The relationship of British artists to their counterparts across the English Channel will be explored in the exhibition “Varieties of Romantic Experience: Drawings from the Collection of Charles Ryskamp,” which opens on Thursday, Feb. 4, at the Yale Center for British Art. It will be on view through April 25.

The show includes over 200 works on paper — about half by British artists and the rest from French, German, Danish and Dutch artists — acquired over the course of 50 years by Charles Ryskamp (M.A. ‘51, Ph.D. ‘56), professor emeritus at Princeton University and director emeritus of the Pierpont Morgan Library and the Frick Collection in New York.

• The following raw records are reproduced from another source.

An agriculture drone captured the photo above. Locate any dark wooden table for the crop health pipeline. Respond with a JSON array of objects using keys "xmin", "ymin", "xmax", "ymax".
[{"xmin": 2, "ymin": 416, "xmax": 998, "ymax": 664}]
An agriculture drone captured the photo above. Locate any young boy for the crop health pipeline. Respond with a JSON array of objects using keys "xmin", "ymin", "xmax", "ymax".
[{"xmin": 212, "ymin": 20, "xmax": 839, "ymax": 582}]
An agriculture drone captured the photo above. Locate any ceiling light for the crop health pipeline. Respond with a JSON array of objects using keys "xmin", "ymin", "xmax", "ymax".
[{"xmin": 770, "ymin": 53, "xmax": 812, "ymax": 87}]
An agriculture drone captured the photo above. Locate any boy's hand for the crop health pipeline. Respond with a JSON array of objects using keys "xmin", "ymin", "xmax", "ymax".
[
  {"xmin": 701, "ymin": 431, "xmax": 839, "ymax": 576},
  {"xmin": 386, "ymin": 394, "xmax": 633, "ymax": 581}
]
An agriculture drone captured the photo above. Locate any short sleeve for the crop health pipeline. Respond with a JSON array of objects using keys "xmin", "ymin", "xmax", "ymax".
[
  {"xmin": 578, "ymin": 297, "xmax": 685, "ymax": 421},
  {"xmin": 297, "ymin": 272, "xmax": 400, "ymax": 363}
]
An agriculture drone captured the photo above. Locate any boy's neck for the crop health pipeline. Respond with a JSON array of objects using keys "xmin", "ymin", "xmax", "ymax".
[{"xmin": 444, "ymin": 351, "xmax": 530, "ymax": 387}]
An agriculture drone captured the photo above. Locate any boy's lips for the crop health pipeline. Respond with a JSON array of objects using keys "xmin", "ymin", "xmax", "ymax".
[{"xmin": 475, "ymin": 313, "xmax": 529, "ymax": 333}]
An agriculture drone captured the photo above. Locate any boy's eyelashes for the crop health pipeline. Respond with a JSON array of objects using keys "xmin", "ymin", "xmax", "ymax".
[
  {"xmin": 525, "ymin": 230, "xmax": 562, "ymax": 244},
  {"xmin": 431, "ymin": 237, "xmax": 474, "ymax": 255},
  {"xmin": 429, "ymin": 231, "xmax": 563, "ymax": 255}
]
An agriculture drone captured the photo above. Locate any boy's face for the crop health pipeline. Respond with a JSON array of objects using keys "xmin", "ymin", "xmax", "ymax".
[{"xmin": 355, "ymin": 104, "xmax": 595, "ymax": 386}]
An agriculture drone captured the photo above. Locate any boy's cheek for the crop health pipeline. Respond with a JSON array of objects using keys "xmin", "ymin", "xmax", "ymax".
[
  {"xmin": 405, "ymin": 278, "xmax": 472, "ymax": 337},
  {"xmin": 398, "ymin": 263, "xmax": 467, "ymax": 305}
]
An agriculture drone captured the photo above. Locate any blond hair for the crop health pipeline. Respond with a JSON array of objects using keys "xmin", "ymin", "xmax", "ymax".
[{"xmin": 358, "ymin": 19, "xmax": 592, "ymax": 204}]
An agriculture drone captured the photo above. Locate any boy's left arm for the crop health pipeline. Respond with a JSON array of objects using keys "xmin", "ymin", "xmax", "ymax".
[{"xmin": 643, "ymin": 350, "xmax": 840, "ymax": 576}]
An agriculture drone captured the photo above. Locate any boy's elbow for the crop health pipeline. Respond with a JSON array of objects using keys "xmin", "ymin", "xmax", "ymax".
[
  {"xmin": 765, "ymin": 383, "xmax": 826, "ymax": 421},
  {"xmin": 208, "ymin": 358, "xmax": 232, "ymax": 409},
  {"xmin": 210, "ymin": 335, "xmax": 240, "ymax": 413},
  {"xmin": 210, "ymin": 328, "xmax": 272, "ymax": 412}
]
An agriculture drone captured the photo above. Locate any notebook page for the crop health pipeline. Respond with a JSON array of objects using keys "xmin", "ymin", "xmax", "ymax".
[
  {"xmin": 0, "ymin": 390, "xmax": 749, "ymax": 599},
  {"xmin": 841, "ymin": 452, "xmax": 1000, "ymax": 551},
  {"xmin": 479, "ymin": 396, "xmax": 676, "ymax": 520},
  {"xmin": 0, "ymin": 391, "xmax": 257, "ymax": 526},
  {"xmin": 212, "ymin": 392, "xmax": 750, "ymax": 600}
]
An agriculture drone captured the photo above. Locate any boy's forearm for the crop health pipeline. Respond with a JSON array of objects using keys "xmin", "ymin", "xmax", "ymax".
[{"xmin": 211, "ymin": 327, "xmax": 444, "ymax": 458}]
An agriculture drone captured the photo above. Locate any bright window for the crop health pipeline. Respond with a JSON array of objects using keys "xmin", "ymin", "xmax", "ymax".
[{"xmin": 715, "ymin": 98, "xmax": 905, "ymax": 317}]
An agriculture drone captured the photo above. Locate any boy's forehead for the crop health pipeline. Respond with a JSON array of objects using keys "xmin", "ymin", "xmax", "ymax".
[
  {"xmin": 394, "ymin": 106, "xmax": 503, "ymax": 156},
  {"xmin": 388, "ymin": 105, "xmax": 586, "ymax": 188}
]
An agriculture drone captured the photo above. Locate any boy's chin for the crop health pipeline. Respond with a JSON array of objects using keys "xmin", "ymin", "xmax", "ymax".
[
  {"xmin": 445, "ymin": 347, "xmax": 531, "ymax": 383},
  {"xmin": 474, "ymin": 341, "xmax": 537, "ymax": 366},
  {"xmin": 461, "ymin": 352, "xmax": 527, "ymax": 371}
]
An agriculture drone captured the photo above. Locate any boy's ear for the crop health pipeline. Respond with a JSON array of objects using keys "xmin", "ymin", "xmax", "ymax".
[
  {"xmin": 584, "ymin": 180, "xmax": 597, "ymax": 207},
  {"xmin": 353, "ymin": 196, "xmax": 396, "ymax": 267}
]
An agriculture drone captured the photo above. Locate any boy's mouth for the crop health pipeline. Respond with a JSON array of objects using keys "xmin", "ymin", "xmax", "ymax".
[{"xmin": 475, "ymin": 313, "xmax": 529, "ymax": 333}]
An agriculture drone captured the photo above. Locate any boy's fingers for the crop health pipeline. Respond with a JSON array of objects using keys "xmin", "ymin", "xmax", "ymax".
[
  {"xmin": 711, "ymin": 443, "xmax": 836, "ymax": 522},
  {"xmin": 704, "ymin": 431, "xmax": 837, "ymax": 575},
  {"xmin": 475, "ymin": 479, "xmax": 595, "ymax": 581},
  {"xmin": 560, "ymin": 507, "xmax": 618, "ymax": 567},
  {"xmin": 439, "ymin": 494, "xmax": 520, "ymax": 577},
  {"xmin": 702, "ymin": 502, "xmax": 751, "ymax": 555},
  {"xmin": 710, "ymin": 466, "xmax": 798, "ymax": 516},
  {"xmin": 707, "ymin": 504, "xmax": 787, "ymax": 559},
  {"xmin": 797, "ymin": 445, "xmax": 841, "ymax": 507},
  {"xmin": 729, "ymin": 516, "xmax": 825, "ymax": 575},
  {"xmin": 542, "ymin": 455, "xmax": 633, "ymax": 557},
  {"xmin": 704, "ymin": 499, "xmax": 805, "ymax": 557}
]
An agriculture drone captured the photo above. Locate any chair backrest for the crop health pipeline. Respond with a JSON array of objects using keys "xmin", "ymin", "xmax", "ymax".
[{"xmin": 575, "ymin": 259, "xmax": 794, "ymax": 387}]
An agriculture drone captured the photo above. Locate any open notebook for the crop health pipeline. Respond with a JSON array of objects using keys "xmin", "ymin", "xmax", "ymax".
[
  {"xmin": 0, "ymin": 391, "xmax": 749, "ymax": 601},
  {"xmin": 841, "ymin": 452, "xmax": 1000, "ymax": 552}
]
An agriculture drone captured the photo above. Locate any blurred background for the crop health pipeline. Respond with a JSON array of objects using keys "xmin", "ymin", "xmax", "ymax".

“Despite the very different circumstances in which artists across Europe were working and the diverse modes of representation they employed, they shared common concerns and frequently explored similar themes,” note the exhibition organizers, Ryskamp and Matthew Hargraves, assistant curator for collections research at the museum.

The exhibition (and accompanying book) will focus on Romanticism’s exploration of two themes in particular: nature and the imagination. The featured artists will include J.M.W. Turner, Cornelius Varley, William Blake, Henry Fuseli, Caspar David Friedrich, Camille Corot, Eugène Delacroix and Edgar Degas.

Student Guide Exhibition

Also opening on Feb. 4 is “John Flaxman Modeling the Bust of William Hayley,” the first of two displays created by student tour guides at the museum as part of “Art in Focus,” a program that introduces the undergraduates into every aspect of organizing an exhibit.

The portrait at the center of the exhibition, which continues through May 20, was created by George Romney in 1795. It depicts John Flaxman sculpting a bust of the poet William Hayley with assistance from Thomas Alphonso Hayley, Flaxman’s apprentice and Haley’s son. The exhibition uses the painting as a jumping-off point to explore the four artists’ relationships to their media and to each other.